第53話 【打ち合わせ】企業案件【ママつながり】

 誕生日から2週間がすぎた。

 2月になり、今日は節分。


 放課後、家と同じ建物内にある運営事務所へ。詩楽うたはいない。僕ひとりである。

 会議室に通されると、佐藤先生と美咲みさきさんがいた。


 美咲さんが佐藤先生の胸を揉んでいる。しかも、大きな双丘が円を描いている。

 思わず、ガン見してしまった。


(動くものって、つい見ちゃうよね?)


 けっして、おっぱいだからじゃない。

 佐藤先生は僕が来たのに気づくと、バツが悪そうに苦笑いをする。


「美咲さん。ふざけるのもやめてね~」

「えっ? 先生のパイオツがお兄ちゃんに挨拶したかったんじゃないにゃ?」

「教師兼マネージャを痴女扱いするなんて、やっぱブラックなんじゃ~」


 担任教師の嘆く姿が哀愁を誘う。


「で、用事ってなんですか?」


 僕は助け船を出す。


「あっ、そうそう~。猪熊くん、ボーナスをちょうだい~」

「へっ?」

「勘違いしないで~直接お金を要求してるわけじゃないから~」


(間接的に要求しているってわけ?)


 突っ込みたいが、目上なので指摘しないでおく。


「あのね。企業案件が来てるの~」

「案件で稼いで、先生の手柄にしたいらしいにゃ?」

「グサッ。美咲さん、バラさないでよ~」


 学校を出て間もない人とはいえ、生徒に軽く扱われていて、かわいそうになる。


「案件の内容を話すわ~」

「お願いします」

「出版社からの話なんだけど~シュガーチキン先生つながりで声をかけてもらえたの~」


 シュガーチキン先生、僕が演じる花蜜はにーの担当イラストレーターママその人である。

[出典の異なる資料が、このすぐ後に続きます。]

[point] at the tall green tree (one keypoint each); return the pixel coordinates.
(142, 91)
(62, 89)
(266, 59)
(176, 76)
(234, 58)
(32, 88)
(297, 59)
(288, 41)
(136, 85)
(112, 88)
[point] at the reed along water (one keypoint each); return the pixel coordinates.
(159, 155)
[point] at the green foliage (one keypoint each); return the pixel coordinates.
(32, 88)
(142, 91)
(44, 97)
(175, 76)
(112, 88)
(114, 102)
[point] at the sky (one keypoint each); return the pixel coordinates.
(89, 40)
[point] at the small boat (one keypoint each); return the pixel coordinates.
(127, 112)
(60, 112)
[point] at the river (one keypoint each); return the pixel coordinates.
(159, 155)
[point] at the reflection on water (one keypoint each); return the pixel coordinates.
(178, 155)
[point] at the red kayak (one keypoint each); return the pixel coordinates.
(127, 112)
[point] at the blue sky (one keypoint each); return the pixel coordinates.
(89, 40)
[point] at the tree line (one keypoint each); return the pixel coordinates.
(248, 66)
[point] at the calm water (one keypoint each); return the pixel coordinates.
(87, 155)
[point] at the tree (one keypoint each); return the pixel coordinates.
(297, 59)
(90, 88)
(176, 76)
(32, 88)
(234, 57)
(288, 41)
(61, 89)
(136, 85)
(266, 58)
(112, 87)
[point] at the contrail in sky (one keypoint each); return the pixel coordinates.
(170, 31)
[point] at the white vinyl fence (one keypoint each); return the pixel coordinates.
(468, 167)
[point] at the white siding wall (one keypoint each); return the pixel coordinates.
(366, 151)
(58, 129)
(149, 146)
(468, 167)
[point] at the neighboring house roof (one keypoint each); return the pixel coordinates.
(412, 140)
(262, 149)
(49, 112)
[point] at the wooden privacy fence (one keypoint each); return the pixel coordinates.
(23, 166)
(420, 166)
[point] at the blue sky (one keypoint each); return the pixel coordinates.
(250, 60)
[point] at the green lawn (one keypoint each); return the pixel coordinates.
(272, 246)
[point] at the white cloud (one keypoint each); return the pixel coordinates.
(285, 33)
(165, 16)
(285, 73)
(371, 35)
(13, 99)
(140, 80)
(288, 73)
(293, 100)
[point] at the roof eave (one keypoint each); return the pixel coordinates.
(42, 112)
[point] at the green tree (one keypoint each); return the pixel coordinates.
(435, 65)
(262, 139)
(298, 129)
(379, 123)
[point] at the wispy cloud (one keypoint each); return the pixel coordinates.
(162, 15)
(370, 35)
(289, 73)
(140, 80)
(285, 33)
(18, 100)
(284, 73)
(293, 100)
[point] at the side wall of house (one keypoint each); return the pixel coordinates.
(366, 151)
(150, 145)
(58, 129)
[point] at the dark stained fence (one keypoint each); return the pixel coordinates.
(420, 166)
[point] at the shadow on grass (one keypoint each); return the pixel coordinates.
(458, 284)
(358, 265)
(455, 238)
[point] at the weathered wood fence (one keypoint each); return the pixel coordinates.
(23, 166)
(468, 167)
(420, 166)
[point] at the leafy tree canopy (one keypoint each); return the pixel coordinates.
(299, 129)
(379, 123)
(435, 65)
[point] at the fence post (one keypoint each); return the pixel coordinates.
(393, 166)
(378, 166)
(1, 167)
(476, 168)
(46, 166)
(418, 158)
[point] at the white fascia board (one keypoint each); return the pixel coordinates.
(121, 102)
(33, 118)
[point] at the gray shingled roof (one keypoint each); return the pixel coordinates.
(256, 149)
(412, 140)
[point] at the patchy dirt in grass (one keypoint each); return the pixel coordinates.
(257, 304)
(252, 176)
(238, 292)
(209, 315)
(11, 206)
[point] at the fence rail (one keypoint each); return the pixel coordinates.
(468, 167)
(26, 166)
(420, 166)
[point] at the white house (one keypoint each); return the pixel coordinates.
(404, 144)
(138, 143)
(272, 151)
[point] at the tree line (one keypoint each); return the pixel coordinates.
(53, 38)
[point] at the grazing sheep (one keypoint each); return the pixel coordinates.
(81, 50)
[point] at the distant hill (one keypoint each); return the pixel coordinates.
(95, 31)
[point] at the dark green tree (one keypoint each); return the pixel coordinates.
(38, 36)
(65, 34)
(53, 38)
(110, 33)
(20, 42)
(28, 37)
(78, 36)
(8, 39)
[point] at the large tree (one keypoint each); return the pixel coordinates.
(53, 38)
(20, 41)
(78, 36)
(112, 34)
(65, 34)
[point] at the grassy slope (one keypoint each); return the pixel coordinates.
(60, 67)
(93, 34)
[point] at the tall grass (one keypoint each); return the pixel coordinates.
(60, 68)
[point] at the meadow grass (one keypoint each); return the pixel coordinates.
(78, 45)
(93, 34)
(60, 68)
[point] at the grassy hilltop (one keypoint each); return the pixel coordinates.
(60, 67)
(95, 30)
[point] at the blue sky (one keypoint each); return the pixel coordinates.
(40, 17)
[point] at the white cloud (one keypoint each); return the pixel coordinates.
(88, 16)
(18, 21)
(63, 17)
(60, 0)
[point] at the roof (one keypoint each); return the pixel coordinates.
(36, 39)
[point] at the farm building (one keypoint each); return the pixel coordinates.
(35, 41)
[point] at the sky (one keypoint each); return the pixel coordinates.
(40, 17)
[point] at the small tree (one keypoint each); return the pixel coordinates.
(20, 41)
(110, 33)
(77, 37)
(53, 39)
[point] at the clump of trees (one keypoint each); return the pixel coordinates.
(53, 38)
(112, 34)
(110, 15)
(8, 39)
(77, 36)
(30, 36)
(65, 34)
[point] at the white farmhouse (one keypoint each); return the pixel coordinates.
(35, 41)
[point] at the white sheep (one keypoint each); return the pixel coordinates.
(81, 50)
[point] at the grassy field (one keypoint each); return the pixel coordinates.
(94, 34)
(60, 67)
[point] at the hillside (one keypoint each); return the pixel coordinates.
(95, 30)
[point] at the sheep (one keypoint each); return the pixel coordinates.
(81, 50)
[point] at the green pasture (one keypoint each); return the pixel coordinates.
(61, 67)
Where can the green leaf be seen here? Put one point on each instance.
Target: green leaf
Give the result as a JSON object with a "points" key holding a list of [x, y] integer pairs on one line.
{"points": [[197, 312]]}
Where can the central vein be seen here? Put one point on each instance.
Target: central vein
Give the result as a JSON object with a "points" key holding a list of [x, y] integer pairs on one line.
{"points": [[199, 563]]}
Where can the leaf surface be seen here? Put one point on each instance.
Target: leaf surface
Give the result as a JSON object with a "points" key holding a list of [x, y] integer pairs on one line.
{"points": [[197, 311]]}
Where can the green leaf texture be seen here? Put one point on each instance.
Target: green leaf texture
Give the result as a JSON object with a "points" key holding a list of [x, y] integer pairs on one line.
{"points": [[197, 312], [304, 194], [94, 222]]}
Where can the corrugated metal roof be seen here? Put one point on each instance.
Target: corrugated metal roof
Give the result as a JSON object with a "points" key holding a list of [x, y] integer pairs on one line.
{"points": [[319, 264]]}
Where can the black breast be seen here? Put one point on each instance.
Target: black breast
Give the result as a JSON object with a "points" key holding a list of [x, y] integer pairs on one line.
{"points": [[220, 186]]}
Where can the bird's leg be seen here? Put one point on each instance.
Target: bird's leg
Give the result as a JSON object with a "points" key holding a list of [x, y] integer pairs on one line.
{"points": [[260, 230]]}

「シュガーチキン先生、ラノベの挿絵も描いるでしょ~?」

「ええ」

「そのラノベの最新巻が来週発売されるの~」


 買おう。かなり面白いし。


「プロモーションの一環として、花蜜はにーとコラボできないかって出版社が打診してきてね~。イラストレーター一緒だし~コラボできそうって考えたみたい~」


 わかる。


 VTuberのキャラデザをしているイラストレーターさんは、ラノベの仕事もしている人が多い。


 イラストレーターさんつながりでコラボできそうな気がする。

 というか、過去にも事例があった。


「そこで、新刊の公式発売日に~1巻を全部朗読する配信をお願いできないかな~?」

「全部?」

「ええ。ラノベ1冊まるごと無料公開ってあるし~そんな感じで朗読の許可が出たの~」


(僕が心配しているのは、そこじゃないんですけど)


「全部って、何時間かかるんですか?」


 僕がラノベを読むとき、300ページに3時間ほどかかる。音読なら、さらに遅くなる。


「先方に情報はもらったわ~近い文字数のオーディオブックだと、5時間弱だって~」

「5時間って……もちろん収録なんですよね?」

「ううん。ライブで朗読にチャレンジする企画なのにゃ」


 学生マネージャの美咲さんが口を挟んできた。

 しかも、満面の笑みを浮かべて。無邪気さがあふれんばかり。小学生みたいな童顔なので、怒るのも気が引ける。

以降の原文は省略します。